Pietra-Marie de Mello-Pittman MBE (born 14 April 1983) is a Brazilian-British retired Royal Ballet dancer and co-founder and co-director of Sisters Grimm Ltd. She founded the company with composer Ella Spira in 2009 while still in the corps de ballet. A former First Artist of The Royal Ballet, she graduated into the Company in 2002 and trained at The Royal Ballet Upper School. She was promoted to First Artist in 2008 and retired from the Company in 2015. In 2021 she received an MBE for services to International Trade and the Creative Industry in the New Year Honours.

== Early life ==
Mello-Pittman was born in Rio de Janeiro to a Brazilian mother and English father. She attended St Catherine’s School Bramley, Surrey, from 1988 to 1999, before joining the Royal Ballet Upper School in London at age 15. While still at the school, Pietra performed with Birmingham Royal Ballet on tour. In 2001, she won the Ursula Moreton Choreographic Award, and joined the Royal Ballet Company in 2002.

== Dance career ==
As a First Artist ballerina for 13 years, Mello-Pittman performed in numerous classical repertories with the Royal Ballet Company, including Tavern Girl (Don Quixote), Swan Lake, Sleeping Beauty, Romeo and Juliet, The Nutcracker, La Bayadère, Manon, Gloria, Mayerling, Requiem, Ondine, The Rite of Spring, Cinderella, The Tales of Beatrix Potter, Eugene Onegin, The Four Temperaments, Ballo della Regina, Carmen, and Giselle. Pittman has also created roles in new productions, such as Alice’s Adventures in Wonderland, Tryst, and A Winter’s Tale by Christopher Wheeldon, Sensorium by Alastair Marriott, Les Saisons by David Bintley (CBE), Three Songs – Two Voices by Christopher Bruce. She performed with the Royal Ballet in Europe, the US, the Far East, and Cuba, and at the Mariinsky and Bolshoi Theatres in Russia.

== Post-dance career ==
Between 2010 - 2014, Mello-Pittman produced the dance show 'INALA - a Zulu Ballet', composed by Ella Spira and choreographed by artistic director Mark Baldwin with Royal Ballet and Rambert dancers. The show premiered at the Edinburgh Festival on 10 August 2014 and London's Sadler's Wells Theatre in September 2014. In 2016, 'INALA - a Zulu Ballet was Grammy-nominated for Best World Music Album and the Best Special Entertainment Award at the Manchester Theatre Awards and featured on the Royal Variety Performance.

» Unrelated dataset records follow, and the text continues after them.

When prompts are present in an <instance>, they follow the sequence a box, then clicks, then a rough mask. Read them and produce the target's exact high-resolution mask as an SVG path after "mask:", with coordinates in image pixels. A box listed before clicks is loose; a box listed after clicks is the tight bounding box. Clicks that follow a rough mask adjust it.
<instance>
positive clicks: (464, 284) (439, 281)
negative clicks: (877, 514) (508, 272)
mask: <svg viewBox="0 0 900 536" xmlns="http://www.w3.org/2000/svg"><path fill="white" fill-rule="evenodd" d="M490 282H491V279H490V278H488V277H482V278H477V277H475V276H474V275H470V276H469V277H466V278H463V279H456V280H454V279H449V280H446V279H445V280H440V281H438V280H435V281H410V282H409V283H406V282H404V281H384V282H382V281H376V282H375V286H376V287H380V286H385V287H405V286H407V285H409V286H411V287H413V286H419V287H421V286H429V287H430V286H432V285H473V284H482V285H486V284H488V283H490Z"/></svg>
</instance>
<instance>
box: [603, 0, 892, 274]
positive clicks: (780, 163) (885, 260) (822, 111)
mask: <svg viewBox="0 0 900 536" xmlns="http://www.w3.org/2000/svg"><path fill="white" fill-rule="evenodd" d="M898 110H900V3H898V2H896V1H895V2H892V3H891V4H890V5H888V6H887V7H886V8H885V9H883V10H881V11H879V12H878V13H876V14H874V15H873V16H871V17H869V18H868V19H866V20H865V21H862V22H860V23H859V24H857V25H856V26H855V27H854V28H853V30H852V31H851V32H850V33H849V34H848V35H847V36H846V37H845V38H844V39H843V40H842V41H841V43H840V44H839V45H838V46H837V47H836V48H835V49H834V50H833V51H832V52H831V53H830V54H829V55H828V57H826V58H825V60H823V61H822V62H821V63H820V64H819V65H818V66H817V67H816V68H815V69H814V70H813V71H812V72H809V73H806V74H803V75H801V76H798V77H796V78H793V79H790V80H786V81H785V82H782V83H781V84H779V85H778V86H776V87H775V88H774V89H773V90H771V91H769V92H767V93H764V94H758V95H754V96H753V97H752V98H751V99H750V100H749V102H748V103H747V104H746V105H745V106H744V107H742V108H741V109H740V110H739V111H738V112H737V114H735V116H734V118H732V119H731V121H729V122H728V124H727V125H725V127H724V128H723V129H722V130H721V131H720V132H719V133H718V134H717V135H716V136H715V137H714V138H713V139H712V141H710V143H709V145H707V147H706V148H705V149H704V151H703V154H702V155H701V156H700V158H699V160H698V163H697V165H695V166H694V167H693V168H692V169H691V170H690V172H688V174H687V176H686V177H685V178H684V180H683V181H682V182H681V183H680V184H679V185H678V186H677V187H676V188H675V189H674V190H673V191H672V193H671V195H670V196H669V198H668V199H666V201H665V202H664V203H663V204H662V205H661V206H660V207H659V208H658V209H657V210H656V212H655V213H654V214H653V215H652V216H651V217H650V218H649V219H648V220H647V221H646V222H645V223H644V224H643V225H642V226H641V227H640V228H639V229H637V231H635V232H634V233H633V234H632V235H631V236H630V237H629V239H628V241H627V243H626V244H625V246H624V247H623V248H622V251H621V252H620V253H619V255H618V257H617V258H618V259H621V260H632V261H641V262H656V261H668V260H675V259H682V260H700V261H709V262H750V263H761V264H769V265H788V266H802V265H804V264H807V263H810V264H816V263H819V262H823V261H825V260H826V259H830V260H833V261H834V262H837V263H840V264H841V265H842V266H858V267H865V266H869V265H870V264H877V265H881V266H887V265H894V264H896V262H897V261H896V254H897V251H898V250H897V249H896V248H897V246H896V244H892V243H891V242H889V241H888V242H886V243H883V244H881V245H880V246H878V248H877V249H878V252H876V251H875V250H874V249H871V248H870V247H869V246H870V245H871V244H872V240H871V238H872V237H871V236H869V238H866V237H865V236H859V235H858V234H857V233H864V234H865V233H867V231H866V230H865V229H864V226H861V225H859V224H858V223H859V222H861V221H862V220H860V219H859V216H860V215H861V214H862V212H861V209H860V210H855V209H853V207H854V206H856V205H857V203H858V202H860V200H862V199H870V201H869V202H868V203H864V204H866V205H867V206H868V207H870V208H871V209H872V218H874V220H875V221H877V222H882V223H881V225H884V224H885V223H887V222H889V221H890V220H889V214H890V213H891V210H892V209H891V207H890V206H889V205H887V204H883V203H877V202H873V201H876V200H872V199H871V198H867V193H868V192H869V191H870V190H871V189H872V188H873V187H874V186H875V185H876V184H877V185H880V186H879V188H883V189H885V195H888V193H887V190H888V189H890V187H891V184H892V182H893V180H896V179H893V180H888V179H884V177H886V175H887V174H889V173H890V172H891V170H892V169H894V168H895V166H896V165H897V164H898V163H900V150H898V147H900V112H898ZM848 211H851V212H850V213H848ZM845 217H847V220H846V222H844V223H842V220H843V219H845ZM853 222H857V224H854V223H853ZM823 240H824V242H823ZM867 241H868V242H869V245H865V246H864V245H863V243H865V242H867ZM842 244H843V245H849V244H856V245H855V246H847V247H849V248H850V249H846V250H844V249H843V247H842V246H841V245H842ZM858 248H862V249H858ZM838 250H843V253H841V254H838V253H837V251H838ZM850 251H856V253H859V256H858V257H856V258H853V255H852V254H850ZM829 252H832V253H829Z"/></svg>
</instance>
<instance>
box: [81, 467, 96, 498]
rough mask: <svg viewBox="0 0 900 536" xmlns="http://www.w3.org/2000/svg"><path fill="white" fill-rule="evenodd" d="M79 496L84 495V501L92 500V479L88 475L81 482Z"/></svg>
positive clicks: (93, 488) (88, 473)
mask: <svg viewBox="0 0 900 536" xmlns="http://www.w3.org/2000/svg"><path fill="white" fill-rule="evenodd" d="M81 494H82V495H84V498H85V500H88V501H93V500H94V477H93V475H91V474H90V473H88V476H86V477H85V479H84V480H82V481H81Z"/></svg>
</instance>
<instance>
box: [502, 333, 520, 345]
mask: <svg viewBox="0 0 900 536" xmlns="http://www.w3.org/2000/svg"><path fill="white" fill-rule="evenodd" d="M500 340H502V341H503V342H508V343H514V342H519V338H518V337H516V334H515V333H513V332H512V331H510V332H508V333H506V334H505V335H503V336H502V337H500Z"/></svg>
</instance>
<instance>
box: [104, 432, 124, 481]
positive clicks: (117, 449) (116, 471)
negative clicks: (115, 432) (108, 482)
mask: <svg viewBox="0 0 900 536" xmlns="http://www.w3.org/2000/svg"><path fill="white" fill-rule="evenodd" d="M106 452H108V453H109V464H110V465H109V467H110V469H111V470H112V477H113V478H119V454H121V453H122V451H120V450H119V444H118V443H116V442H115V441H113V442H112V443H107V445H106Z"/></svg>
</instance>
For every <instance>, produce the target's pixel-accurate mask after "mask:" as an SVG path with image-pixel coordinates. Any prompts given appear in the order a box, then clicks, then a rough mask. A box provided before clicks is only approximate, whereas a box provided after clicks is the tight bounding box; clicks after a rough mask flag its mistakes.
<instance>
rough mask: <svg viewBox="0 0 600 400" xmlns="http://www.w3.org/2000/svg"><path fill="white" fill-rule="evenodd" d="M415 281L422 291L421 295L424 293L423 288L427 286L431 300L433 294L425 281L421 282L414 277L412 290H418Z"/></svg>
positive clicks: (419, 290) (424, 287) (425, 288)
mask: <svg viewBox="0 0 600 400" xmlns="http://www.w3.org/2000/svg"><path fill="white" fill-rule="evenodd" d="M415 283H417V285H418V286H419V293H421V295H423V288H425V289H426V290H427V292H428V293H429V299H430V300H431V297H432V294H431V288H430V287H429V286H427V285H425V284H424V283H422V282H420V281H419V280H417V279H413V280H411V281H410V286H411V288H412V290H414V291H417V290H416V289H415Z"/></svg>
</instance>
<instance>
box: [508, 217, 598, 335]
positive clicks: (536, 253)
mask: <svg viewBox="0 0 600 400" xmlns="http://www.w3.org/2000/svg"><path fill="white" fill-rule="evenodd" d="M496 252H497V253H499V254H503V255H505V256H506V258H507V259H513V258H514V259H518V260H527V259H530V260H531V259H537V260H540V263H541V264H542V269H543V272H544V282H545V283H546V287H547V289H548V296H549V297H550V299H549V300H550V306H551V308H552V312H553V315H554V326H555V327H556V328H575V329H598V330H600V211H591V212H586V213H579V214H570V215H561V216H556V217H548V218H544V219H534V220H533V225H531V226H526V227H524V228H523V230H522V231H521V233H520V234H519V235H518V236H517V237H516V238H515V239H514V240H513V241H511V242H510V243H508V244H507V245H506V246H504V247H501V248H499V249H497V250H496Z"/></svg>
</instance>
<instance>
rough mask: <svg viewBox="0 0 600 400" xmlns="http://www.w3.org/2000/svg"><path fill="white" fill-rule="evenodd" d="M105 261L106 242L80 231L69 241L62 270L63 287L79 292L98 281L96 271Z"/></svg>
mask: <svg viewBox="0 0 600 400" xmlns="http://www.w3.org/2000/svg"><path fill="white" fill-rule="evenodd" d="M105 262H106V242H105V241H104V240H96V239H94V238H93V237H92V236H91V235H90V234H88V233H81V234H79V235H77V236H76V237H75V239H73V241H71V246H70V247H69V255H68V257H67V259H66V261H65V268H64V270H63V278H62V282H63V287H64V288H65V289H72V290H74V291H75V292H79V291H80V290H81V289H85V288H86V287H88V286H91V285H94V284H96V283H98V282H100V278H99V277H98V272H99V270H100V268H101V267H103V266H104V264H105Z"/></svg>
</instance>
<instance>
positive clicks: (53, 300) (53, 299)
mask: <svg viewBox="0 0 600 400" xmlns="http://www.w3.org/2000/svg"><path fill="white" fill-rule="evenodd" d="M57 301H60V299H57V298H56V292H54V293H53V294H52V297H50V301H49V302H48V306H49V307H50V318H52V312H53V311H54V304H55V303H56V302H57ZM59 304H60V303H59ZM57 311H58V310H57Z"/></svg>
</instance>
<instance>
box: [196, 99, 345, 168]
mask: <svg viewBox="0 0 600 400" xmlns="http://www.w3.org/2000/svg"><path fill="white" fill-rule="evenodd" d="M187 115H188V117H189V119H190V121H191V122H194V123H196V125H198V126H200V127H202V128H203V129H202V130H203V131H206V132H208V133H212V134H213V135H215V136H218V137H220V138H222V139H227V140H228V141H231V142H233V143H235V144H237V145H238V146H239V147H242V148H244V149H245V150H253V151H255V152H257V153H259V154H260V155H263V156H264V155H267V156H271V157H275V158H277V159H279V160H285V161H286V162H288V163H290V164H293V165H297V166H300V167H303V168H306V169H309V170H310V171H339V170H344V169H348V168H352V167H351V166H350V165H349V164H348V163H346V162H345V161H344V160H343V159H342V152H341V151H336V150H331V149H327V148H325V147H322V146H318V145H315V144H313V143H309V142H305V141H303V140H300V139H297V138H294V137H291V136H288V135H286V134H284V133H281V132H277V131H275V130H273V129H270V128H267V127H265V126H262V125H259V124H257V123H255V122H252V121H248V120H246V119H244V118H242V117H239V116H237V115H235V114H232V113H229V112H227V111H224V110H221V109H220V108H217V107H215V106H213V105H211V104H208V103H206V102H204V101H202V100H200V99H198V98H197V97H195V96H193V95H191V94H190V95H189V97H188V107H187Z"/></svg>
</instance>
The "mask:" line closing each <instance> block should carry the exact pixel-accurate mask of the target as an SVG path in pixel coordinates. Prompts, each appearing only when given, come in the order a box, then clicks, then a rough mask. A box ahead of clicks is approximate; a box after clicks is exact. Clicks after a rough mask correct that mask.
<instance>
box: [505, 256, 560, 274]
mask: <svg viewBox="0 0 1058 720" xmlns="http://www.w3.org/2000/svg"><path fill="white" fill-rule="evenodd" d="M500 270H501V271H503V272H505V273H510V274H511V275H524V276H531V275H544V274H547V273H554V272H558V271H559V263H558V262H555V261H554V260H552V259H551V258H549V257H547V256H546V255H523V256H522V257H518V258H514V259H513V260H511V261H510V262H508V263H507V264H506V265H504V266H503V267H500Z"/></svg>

Mello-Pittman retired as a dancer in 2015 to focus on producing cross-cultural and multidisciplinary collaborations for Sisters Grimm, a company she co-founded with her partner and friend Ella Spira MBE in 2009.

In the same year, Mello-Pittman received a 'Women of the Future Awards' nomination for Arts and Culture.

In 2017, Pittman was nominated for Best Director for 'Voices of the Amazon', a dance musical that combines the art of ballet, capoeira and a Brazilian score. The show was inspired by the Amazon rainforest and had the clear purpose of making people aware of the permanent effects of deforestation. 'Voices of the Amazon, performed by a culturally diverse cast, with Helen Pickett as a choreographer, Jeremy Irons as narrator and composer Ella Spira as score writer, premiered in July 2017 at Chekhov International Theatre Festival Russia, then at Sadler's Wells Theatre in London and Singapore. The dance musical won the Brazilian International Press Award for Best Show in 2018.

In 2021, Mello-Pittman was awarded an MBE for her services to International Trade and the Creative Industry in the 2021 New Year Honours lists.

A few months later, Pietra performed for the first time in Dubai as the main protagonist of the theatrical spectacle 'Daughters of the Wind at Dubai Opera. The show, featuring art, ballet and music, tells the story of a land transformed by industry, showcasing the best of the UAE and celebrating Arab culture. Pietra was joined on stage by singers DB Gad and Madyan Hamza. The show unveiled the ‘50 for 50’ art collection in honour of the UAE’s Golden Jubilee year, painted by the artist Ella Spira, who co-wrote the music with DB Gad.